Photo courtesy of Scott Joseph's Orlando Restaurant Guide

This review is abridged for broadcast. Find the full version of the review at Scott Joseph’s Orlando Restaurant Guide on this page.

Columbia Restaurant in Ybor City has been around for more than 114 years, longer than any other restaurant in Florida.

A restaurant has to be doing something right to last that long. But if my recent experience is indicative of the way the restaurant operates now, it may not deserve to see another anniversary.

Few things went right when I met some friends visiting from another country. They were staying in the Tampa area, so I drove over for lunch, choosing Columbia for its history.
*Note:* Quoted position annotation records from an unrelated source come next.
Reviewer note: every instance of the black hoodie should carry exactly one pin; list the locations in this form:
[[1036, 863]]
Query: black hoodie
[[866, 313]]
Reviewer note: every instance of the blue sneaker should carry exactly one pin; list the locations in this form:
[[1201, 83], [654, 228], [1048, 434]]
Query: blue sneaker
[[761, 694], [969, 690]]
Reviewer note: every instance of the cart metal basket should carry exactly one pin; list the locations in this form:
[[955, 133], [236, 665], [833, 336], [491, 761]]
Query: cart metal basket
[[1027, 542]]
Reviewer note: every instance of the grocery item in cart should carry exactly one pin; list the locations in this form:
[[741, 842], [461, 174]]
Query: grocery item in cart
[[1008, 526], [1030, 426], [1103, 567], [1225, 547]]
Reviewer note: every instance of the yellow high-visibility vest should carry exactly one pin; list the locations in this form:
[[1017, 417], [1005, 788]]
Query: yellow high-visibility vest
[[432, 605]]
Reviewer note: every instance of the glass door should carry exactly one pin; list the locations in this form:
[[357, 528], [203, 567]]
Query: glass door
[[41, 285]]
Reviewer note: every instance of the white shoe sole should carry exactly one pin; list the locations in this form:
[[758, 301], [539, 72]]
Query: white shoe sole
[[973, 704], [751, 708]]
My friends and I were deep in conversation when I felt a tap on my right shoulder. When I turned to look in that direction, a server standing at my left started laughing, delighted that she had tricked me. I wonder what training manual she read that said a good way to start out with your guest is to make him look foolish. Perhaps that’s in the same chapter that says a server should do whatever he or she needs to do to break up a table having a conversation.

Clearly this meal was to be about her, not about us.
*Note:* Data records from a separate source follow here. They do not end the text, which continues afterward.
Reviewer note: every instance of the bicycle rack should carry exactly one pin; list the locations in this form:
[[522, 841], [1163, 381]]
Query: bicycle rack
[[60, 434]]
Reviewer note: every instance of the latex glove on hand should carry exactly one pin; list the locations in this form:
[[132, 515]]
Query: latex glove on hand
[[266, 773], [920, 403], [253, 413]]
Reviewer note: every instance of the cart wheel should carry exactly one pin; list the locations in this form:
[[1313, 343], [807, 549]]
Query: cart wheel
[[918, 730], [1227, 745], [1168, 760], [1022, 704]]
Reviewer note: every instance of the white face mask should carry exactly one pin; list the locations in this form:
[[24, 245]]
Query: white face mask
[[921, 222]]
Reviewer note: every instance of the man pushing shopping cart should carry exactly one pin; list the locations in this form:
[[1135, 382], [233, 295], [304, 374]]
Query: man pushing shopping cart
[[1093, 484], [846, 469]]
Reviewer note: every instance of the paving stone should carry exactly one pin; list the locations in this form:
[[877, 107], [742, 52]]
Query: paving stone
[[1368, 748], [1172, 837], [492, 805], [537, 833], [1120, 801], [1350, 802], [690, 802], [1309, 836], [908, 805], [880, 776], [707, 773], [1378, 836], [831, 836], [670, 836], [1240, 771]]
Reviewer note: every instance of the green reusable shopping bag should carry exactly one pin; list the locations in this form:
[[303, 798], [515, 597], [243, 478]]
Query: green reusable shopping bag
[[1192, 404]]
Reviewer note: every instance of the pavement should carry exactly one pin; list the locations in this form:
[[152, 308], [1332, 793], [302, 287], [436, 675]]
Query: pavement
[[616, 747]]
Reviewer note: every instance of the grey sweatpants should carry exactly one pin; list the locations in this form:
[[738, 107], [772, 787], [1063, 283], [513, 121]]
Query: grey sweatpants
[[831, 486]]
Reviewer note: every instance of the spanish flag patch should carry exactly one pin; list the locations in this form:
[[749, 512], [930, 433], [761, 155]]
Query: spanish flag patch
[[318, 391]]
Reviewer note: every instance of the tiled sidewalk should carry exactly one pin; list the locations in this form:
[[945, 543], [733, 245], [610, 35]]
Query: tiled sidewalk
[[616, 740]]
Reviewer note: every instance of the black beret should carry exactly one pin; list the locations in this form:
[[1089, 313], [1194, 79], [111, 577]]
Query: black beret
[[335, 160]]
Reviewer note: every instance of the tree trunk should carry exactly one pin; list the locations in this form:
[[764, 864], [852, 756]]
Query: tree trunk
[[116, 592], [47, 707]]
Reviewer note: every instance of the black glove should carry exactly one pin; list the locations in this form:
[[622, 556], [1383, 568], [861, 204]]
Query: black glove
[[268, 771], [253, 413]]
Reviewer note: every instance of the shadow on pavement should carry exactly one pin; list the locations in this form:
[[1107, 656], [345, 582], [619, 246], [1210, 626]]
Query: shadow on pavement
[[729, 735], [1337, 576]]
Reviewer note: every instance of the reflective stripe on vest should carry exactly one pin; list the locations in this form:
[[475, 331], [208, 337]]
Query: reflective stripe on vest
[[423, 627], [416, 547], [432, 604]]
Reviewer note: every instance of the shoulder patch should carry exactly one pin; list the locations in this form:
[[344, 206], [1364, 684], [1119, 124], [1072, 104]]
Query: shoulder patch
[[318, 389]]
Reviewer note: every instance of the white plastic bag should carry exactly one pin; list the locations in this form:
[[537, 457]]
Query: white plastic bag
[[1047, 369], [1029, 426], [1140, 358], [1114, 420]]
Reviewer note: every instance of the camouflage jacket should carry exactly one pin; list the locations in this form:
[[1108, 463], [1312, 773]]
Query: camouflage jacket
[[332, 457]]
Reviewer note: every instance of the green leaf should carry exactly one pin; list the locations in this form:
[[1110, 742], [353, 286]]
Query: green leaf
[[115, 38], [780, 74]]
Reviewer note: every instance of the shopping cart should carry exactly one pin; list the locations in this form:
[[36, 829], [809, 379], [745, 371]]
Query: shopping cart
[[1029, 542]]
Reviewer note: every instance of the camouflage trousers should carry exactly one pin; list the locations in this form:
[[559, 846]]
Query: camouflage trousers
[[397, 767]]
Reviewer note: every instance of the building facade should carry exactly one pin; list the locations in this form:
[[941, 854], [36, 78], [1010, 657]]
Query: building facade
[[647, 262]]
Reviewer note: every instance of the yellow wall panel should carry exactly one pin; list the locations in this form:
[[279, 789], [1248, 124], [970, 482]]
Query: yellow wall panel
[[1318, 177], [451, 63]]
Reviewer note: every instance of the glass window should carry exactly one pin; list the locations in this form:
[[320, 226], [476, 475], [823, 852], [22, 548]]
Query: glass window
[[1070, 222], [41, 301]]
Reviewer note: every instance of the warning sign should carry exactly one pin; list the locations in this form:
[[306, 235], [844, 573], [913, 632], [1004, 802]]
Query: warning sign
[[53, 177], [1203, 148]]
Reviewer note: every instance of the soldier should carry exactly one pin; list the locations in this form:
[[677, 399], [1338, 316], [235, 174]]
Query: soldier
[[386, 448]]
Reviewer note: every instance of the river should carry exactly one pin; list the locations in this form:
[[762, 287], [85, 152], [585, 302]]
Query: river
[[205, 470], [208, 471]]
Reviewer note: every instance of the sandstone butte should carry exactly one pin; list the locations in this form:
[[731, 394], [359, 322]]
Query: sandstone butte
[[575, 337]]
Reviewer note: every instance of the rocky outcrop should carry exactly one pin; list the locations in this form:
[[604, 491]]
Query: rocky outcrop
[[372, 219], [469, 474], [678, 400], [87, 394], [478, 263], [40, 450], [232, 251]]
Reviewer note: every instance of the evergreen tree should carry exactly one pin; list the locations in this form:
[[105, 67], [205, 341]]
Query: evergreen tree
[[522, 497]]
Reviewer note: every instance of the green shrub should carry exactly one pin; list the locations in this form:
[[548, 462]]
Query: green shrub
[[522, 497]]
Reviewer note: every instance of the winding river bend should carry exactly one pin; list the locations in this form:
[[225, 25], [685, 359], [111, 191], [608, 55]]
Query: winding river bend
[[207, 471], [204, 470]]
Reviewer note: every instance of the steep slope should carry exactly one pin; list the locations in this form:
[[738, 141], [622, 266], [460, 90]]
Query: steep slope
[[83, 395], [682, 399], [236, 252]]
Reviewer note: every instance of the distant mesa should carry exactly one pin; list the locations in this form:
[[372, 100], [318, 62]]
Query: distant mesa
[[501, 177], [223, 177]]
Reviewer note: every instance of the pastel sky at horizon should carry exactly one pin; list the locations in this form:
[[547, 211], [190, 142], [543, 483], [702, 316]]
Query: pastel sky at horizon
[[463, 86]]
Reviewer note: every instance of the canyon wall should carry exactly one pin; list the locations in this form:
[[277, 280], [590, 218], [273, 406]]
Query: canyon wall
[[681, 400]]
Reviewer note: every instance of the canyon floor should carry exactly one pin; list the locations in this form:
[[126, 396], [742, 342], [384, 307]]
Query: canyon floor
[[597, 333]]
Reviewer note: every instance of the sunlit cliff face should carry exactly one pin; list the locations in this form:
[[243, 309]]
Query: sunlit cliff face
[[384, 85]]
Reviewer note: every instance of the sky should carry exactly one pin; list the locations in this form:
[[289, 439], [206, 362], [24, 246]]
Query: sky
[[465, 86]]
One of my guests ordered the Paella Española, a house specialty, even though the menu warned that it takes extra time to prepare. That’s understandable — good paella takes time.

Another guest ordered the Cuban sandwich, another specialty, and I selected the Chicken and Yellow Rice “Ybor.”

Despite the caution that the paella would take 30 minutes, all our food was delivered fairly quickly. From the quality of the rice in the paella, it seemed that the rice had been made in advance and the bits of seafood tossed into the pan for the tableside presentation.

In fact, there was no discernible difference between the rice in the paella and in my chicken dish. Both were gummy. And despite being asked if I wanted white or dark meat, I was served a chicken breast against my wishes.

Only the Cuban sandwich did not disappoint. It was loaded with the requisite pork, ham and salami, as well as Swiss cheese and tangy pickle slices.

The building is looking its age — aren’t we all! — but the historic structure could really use a facelift.

And the serving staff could use some retraining.